The Raspberry Pi has become the most popular British computer yet made.
The title was formerly held by the Amstrad PCW which is believed to have sold a total of eight million units.
Sales of the Raspberry Pi will surpass that figure this month, said the Raspberry Pi project founder Eben Upton.
The milestone comes as the Raspberry Pi 3 is unveiled featuring a faster 64-bit processor and built-in wi-fi and Bluetooth connections.
“We’re calling it,” said Mr Upton. “We’re the best-selling UK computer ever.”
He said the Pi Foundation initially thought it had won the title last year when sales blew past the total set by Sinclair machines in the 1980s.
However, he said, it then emerged that the Amstrad machine had sold in larger numbers.
Now, even that total has been exceeded.
“The curve keeps trending upwards,” said Mr Upton, adding that sales will get a fillip from the release of the Raspberry Pi 3 on 29 February.
It will go on sale for $35 (£30) and a “few hundred thousand units” will be available on launch day from online stores.
“The two main things that people do with their Pi are use it as a PC replacement or use it as an embedded computer,” Mr Upton told the BBC.
“The Pi 3 is doubling down on both those things rather than going looking for new things to do.”
The updated device has a 64-bit processor onboard that gives the Pi 3 a 50% performance improvement on the Pi 2.
Also built in to the new device are wi-fi and Bluetooth connections.
Hobbyists using the Pi to act as a hub for smart home gadgets would be able to use Bluetooth to link devices and sensors together, he said.
“This is the first Pi you can stick behind your TV and completely forget about,” said Mr Upton.
There were also signs that the Pi was succeeding in achieving one of its founding aims – to make computer science a more popular option at degree level.
Mr Upton said that the Pi’s popularity and other coding projects were boosting interest in the technical subject.
In some institutions, the numbers of people enrolling on computer science courses had recovered from the low points seen in 2008-9, he said.

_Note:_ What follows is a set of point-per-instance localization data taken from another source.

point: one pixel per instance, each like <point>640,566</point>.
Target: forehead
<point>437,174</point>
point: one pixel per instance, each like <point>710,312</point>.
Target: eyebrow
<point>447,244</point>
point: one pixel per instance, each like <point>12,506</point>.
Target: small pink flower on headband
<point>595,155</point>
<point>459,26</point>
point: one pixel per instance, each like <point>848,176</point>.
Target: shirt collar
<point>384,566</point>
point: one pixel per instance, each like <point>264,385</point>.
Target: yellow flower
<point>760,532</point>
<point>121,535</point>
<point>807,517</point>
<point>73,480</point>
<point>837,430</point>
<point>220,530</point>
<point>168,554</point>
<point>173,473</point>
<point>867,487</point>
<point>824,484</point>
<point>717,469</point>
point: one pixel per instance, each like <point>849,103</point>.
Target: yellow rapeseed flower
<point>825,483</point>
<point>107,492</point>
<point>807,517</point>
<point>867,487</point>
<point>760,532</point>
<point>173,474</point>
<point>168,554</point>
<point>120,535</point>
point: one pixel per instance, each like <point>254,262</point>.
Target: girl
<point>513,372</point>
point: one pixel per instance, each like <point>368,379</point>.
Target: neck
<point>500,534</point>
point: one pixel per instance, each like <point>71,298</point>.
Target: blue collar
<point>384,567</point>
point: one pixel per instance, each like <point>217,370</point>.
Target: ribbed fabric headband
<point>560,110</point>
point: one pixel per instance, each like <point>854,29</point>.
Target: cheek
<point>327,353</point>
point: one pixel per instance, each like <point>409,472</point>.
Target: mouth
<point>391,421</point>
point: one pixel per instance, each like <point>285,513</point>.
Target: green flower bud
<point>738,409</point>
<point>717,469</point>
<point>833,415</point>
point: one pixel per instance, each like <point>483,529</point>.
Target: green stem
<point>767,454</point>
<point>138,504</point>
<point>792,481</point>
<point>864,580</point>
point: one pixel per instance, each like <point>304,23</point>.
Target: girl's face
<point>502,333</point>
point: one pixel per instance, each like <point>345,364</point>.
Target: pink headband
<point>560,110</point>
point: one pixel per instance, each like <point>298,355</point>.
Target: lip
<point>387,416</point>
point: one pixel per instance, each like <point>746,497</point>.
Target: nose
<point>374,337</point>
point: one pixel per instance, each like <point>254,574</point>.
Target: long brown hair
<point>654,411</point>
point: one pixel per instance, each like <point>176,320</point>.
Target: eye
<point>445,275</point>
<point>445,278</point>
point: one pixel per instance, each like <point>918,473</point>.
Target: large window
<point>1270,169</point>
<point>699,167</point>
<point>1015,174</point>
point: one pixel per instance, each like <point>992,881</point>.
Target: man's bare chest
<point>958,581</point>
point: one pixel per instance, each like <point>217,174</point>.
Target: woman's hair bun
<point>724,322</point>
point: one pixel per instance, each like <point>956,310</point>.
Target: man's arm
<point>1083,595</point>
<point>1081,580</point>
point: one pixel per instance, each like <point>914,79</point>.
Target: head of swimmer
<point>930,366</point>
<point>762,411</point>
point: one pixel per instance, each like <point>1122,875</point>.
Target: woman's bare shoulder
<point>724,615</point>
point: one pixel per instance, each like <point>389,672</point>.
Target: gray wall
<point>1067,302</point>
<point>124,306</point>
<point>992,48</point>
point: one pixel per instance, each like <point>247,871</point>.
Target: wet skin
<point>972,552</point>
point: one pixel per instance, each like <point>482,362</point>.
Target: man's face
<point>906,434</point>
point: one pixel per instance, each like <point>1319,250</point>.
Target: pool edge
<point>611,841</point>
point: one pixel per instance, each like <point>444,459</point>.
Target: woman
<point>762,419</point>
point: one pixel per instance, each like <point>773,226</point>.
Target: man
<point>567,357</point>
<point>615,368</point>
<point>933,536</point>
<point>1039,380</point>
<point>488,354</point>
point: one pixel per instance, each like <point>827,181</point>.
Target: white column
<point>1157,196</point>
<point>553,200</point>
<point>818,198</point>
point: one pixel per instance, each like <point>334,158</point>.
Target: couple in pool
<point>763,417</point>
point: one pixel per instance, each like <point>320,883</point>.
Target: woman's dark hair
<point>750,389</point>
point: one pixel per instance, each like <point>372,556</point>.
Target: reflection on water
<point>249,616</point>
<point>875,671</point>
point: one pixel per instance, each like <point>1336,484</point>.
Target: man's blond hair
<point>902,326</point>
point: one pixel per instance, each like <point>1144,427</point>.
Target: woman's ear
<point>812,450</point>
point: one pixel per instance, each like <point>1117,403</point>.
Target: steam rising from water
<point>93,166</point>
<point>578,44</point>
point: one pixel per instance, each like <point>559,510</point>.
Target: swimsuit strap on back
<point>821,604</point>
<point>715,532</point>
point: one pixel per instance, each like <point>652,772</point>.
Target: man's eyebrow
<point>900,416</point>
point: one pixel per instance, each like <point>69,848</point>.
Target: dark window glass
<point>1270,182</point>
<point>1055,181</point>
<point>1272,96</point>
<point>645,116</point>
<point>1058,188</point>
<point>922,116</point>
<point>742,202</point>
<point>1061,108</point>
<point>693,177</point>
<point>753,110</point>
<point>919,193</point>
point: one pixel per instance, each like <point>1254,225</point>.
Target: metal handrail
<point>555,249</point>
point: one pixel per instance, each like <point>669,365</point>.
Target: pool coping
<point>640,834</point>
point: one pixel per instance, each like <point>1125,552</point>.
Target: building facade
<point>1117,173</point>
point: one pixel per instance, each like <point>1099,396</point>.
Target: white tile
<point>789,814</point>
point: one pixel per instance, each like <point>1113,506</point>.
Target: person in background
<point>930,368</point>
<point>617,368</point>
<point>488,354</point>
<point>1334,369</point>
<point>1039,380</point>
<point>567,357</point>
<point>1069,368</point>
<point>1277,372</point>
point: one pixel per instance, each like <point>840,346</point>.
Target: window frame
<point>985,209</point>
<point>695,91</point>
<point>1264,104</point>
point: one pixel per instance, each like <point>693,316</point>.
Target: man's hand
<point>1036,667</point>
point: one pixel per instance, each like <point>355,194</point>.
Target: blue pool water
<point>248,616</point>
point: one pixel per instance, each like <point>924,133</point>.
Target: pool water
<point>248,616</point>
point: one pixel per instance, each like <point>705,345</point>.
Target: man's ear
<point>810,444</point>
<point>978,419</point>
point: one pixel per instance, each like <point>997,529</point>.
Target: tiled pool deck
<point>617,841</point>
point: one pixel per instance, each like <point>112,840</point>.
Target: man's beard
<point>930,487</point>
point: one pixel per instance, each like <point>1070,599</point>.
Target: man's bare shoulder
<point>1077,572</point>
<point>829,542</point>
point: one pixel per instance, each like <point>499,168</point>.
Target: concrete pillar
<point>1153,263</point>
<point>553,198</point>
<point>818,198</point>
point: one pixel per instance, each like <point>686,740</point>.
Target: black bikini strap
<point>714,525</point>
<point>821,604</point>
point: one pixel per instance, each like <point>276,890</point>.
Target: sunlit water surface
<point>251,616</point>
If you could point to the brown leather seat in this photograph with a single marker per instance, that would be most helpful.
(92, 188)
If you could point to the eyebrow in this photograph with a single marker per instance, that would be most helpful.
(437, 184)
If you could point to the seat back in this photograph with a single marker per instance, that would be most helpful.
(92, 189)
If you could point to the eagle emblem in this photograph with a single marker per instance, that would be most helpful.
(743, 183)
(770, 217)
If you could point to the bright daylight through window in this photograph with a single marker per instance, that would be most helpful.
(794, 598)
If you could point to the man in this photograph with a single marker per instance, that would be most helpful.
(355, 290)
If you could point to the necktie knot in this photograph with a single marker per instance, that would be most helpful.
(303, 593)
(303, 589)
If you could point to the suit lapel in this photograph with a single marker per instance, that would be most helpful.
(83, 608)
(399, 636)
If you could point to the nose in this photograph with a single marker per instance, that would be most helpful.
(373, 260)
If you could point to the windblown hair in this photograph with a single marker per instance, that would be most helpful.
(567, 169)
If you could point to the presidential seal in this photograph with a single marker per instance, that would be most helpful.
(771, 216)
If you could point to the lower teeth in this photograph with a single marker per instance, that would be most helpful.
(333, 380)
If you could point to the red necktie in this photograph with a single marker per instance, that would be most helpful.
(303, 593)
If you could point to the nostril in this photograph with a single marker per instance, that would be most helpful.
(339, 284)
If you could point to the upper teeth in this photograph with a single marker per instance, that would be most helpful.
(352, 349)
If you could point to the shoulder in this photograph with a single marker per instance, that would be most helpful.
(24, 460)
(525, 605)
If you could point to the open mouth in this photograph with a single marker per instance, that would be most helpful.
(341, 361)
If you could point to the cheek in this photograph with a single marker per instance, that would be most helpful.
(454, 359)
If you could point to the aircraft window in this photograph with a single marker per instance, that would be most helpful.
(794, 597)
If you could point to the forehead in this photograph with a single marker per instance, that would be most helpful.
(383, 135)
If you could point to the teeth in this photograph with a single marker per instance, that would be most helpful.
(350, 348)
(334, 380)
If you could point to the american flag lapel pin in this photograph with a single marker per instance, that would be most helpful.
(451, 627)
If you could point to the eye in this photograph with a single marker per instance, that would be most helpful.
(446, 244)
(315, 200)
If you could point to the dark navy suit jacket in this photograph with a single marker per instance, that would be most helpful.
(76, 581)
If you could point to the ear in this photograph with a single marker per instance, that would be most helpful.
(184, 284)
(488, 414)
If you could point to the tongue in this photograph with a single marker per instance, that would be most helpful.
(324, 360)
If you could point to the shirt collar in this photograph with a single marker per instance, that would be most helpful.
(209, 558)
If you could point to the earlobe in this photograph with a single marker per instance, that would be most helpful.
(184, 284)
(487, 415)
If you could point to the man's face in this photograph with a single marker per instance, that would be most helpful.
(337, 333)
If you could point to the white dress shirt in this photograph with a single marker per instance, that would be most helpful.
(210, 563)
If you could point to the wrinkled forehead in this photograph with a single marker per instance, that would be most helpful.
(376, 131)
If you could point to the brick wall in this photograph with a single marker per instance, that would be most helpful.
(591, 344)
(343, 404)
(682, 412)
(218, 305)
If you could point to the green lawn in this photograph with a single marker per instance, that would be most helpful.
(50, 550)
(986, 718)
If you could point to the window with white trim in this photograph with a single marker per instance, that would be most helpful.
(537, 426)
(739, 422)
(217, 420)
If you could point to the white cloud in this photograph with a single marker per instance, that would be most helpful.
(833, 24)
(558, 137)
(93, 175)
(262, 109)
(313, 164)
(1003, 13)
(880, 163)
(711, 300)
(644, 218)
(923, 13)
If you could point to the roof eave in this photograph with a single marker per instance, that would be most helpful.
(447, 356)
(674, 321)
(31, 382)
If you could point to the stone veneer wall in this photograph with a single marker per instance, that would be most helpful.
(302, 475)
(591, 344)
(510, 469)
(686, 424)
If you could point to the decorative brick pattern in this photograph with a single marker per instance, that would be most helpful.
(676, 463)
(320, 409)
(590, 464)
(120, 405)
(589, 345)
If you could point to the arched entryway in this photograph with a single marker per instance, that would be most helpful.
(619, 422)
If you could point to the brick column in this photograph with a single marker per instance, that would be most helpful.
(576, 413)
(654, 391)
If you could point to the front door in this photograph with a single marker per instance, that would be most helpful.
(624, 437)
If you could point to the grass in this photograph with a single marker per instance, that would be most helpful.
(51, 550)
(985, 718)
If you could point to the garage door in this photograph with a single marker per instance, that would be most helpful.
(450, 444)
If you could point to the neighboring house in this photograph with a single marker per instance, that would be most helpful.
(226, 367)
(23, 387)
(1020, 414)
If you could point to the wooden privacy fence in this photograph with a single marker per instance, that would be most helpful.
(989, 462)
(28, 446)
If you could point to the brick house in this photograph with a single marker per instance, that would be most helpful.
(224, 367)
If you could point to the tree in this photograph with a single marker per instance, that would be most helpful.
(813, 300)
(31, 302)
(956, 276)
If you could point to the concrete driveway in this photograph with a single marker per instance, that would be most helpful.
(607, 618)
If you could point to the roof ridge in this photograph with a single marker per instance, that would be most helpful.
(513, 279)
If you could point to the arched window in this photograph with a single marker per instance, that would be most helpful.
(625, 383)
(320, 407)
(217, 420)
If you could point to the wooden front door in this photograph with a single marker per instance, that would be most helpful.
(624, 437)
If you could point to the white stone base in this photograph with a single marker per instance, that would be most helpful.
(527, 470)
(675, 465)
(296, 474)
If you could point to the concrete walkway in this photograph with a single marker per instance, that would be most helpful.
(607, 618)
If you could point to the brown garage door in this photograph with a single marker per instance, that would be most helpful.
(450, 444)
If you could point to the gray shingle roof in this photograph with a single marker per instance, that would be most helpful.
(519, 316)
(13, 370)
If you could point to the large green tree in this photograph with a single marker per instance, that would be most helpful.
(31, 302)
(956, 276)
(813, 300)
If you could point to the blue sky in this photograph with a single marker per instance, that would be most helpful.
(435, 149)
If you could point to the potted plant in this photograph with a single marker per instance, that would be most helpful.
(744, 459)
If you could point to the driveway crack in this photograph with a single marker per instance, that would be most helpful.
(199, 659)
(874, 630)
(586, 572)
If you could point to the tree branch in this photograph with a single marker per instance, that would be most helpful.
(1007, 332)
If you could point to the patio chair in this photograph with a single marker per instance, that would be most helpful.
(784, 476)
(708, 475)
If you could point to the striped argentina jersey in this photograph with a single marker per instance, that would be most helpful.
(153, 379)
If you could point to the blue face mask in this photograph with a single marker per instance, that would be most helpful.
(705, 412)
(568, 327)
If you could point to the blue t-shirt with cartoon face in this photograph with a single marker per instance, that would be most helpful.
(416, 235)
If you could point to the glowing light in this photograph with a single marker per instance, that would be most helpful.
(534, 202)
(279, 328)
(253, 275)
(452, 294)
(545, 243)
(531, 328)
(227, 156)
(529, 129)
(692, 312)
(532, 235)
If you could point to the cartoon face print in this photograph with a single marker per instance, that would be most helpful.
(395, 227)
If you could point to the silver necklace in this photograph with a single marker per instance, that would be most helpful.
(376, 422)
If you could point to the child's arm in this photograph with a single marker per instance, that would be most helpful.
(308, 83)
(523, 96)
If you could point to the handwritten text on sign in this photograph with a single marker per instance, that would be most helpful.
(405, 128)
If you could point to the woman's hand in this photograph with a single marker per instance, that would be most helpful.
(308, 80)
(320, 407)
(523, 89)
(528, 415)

However, he admitted it could still be be “too early” to see the full effect of the Pi on people who wished to pursue coding or their technical skills, given that the first Pi was only released in 2012.
The gadget was starting to be used widely in schools, and the Pi Foundation’s merger with the Code Club initiative would make sure it reached more children, he said.
“With 9-11 year-olds, we are seeing a lot of people get excited about it at that level,” said Mr Upton.